他的手指在纸面上划过,一行行数据跳进他的脑海。
越看,他的心越惊,也越凉。
出问题的是水轮发电机组的核心部件—穹顶式一体化推力轴承座。
这是一个重达150吨的巨型铸钢件。
如果把水轮机比作一个人,这个推力轴承座就是人的盆骨和脊椎底座。它要承受整个转子几千吨的重量,还要承受水流巨大的推力。
报告上写著:
机组在空载和低负荷运行时,一切正常。
当负荷提升至额定负荷的82%至87%区间时,轴承座发出低频啸叫,伴隨剧烈振动。
振幅超过0.8mm,远超国標0.05mm。
一旦越过这个区间,或者低於这个区间,症状立刻减轻。
常规检测:水平度、同心度、轴摆度,全部合格。
卫建中合上文件。
“这是心力衰竭。”卫建中说道。
“什么?”李长江忍不住问了一句。
“平时走路没事,慢跑没事,一旦剧烈运动到了某个心率,心臟就受不了,要停摆。”卫建中打了个比方,“对於水轮机来说,这意味著这个负荷区间是禁区。”

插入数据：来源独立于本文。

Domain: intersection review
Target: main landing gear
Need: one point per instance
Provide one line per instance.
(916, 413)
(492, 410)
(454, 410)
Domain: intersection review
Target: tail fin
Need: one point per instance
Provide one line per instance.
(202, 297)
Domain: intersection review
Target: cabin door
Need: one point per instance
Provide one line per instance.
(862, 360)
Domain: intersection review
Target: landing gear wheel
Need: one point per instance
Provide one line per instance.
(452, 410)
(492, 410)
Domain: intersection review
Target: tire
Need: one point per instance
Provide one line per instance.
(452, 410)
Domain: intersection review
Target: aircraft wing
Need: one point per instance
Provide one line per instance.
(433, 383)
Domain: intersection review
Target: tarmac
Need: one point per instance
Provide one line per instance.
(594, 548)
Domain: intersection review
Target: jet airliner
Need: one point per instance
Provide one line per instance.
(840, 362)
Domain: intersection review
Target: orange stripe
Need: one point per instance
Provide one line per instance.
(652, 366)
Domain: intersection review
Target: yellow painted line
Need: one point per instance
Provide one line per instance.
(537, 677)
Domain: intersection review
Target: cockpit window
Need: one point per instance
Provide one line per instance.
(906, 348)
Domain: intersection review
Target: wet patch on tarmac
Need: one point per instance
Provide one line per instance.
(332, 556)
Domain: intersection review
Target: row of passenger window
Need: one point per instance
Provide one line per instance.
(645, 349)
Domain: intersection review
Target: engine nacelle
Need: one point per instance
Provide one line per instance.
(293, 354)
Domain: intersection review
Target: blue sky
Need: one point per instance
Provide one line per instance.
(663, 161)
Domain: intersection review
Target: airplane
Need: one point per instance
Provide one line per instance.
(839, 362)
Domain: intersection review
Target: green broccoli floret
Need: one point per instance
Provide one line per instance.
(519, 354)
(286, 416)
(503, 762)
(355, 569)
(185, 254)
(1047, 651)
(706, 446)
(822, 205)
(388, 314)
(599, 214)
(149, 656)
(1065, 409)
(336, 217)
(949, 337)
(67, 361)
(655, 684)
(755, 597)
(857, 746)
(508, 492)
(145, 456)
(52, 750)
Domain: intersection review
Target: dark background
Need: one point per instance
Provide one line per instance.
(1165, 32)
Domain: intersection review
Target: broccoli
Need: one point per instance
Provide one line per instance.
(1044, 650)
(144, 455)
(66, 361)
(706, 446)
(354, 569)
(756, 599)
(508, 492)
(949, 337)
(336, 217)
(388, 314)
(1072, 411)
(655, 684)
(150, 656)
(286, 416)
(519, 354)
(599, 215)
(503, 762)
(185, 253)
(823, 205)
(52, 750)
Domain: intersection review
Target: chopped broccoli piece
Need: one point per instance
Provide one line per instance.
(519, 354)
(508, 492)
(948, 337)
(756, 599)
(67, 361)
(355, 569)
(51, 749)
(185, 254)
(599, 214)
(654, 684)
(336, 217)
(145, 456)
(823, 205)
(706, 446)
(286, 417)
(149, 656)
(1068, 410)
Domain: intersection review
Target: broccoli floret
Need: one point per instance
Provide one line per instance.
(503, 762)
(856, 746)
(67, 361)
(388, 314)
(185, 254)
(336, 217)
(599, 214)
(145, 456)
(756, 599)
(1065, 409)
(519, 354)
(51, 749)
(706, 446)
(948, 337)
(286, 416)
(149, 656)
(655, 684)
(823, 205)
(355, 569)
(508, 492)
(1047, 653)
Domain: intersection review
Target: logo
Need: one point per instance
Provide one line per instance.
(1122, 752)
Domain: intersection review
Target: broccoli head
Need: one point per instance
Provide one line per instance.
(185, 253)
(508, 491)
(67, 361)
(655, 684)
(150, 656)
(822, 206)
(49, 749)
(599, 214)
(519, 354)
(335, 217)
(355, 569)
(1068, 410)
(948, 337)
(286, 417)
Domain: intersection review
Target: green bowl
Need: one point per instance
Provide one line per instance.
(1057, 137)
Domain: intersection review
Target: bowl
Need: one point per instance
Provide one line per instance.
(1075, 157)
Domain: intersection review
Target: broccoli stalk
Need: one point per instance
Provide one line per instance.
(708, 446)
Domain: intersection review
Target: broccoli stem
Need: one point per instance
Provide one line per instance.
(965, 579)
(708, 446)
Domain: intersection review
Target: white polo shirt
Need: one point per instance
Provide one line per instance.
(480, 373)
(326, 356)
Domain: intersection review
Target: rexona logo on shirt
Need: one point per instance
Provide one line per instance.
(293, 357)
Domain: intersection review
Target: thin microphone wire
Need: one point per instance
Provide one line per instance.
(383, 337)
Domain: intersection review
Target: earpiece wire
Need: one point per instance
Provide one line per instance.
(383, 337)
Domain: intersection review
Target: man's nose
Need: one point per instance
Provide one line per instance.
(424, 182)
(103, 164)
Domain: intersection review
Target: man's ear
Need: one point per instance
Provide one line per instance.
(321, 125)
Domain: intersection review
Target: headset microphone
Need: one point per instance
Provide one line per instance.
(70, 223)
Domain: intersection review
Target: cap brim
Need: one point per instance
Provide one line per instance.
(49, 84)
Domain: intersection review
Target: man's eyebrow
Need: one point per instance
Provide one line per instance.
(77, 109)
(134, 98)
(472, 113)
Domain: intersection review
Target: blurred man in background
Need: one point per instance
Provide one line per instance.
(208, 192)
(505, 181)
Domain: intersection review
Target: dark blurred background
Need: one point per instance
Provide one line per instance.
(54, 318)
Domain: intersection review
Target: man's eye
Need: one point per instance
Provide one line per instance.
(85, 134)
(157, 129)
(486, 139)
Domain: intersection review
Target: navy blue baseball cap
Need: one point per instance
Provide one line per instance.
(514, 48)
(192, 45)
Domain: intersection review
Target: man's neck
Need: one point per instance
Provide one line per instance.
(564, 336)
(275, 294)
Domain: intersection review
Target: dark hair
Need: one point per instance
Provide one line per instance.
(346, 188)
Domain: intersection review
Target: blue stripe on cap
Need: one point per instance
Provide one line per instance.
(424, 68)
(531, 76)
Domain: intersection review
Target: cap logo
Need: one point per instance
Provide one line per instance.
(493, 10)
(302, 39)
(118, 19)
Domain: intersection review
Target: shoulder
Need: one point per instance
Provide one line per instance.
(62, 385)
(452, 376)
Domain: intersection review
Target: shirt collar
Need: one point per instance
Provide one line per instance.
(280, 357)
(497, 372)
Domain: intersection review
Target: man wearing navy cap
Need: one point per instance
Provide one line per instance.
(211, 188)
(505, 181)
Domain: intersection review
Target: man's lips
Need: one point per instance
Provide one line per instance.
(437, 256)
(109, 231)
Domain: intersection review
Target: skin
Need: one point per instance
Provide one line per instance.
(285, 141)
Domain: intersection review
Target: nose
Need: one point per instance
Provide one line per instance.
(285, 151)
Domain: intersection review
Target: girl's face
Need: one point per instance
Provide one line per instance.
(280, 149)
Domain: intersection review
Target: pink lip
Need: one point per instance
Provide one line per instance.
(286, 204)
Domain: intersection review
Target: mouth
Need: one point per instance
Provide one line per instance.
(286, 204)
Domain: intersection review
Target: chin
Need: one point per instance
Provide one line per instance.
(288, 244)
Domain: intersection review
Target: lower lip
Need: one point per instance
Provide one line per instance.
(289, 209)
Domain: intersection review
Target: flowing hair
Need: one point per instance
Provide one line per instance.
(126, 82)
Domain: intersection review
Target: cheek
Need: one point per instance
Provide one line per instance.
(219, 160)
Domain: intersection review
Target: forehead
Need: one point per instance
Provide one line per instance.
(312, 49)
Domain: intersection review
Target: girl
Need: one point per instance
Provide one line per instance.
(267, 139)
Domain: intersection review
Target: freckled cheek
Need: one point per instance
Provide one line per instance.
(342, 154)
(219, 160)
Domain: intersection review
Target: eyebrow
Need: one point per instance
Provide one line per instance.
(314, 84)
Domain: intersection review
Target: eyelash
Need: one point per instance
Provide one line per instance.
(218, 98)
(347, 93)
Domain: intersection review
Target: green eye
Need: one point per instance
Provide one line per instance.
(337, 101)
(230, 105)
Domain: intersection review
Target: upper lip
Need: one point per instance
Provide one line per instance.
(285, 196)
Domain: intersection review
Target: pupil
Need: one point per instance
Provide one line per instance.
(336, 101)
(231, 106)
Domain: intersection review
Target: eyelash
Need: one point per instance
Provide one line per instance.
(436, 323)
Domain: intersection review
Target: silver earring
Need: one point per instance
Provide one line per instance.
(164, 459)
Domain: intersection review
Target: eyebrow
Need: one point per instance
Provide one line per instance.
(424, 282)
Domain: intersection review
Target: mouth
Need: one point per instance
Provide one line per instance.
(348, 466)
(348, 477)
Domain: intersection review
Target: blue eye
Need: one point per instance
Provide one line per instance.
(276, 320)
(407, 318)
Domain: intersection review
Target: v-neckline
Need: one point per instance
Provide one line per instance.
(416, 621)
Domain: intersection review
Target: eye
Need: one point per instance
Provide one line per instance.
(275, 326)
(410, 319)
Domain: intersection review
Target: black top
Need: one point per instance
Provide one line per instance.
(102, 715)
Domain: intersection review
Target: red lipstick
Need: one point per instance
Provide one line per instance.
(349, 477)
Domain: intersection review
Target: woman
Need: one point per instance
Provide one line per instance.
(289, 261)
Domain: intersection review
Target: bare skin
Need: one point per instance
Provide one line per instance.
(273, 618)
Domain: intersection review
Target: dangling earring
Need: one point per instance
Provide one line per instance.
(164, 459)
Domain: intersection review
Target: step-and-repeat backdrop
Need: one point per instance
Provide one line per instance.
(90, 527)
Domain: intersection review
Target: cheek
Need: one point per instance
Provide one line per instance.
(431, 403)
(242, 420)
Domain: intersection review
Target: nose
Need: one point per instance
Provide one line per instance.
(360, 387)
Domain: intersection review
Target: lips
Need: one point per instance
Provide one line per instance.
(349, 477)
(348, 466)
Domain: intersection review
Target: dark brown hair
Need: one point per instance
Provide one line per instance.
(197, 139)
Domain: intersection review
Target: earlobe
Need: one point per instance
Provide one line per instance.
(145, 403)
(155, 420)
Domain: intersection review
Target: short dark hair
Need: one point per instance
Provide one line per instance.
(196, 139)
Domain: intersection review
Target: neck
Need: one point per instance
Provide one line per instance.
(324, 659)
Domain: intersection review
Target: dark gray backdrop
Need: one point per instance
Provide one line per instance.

“问题是,这个区间正好是发电效率最高的黄金区间。”齐志学嘆了口气,“避开这个区间,机组效率下降25%,而且电网调度会非常困难。这等於我们花了几亿搞的设备,是个重病號,对,就是个心力衰竭的重病號。”
齐志学苦笑:“为了这个心力衰竭啊,我们已经折腾了半年。现在的问题是,找不出原因。”
他指著卫建中手里的报告:“我们把能测的都测了。甚至用x光探伤,也没发现明显的裂纹或者气孔。它就是一进工况,开始振、开始跳、开始叫,像闹鬼一样。”
卫建中脑海中,仿佛出现了一只巨大的钢铁巨兽,在长江的激流中咆哮,痛苦地颤抖。
150吨的铸钢件,复杂的几何结构,特定的负荷区间,啸叫,震动————
“不是裂纹,也不是气孔。”卫建中先给出了结论。
所有人都看著他,他继续说道“既然常规检测的水平度、同心度、轴摆度,全部合格。特別是,高於或低於特定负荷区间时,就一切正常,说明这只能是是残余应力场。”
会议室非常安静。
欧阳振华的眼镜片反了一下光,盯著卫建中:“小卫,你详细说说。”
卫建中站起身,走到会议室的黑板前,拿起粉笔照著刚才看的绝密文件,勾勒了出工件的草图。
“这个轴承座,是这样个异形件。有厚壁,有薄壁,有加强筋。”
他在图纸上重重地画了几个圈,“铸造的时候,这里,这里,还有这里,冷却速度是不一样的。厚的地方冷得慢,薄的地方冷得快。”
“冷得快的地方先硬化,收缩。冷得慢的地方还是流动的。等冷得慢的地方也硬化收缩时,就会受到先硬化部分的牵制。”
卫建中转身看著眾人。
“这就在钢铁內部,锁住了一股巨大的力。这就是残余应力。”
“它平时潜伏著,像个鬼。哪怕用x光也照不出来,因为材料本身是连续的,没有断裂。”
卫建中走回桌边,继续道:“这个应力场是平衡的、稳定的。所以平时检测不出问题。”
“但是,当水推力达到82%到87%负荷时,外部的载荷力流线,正好和內部这个幽灵的力场发生了重叠。”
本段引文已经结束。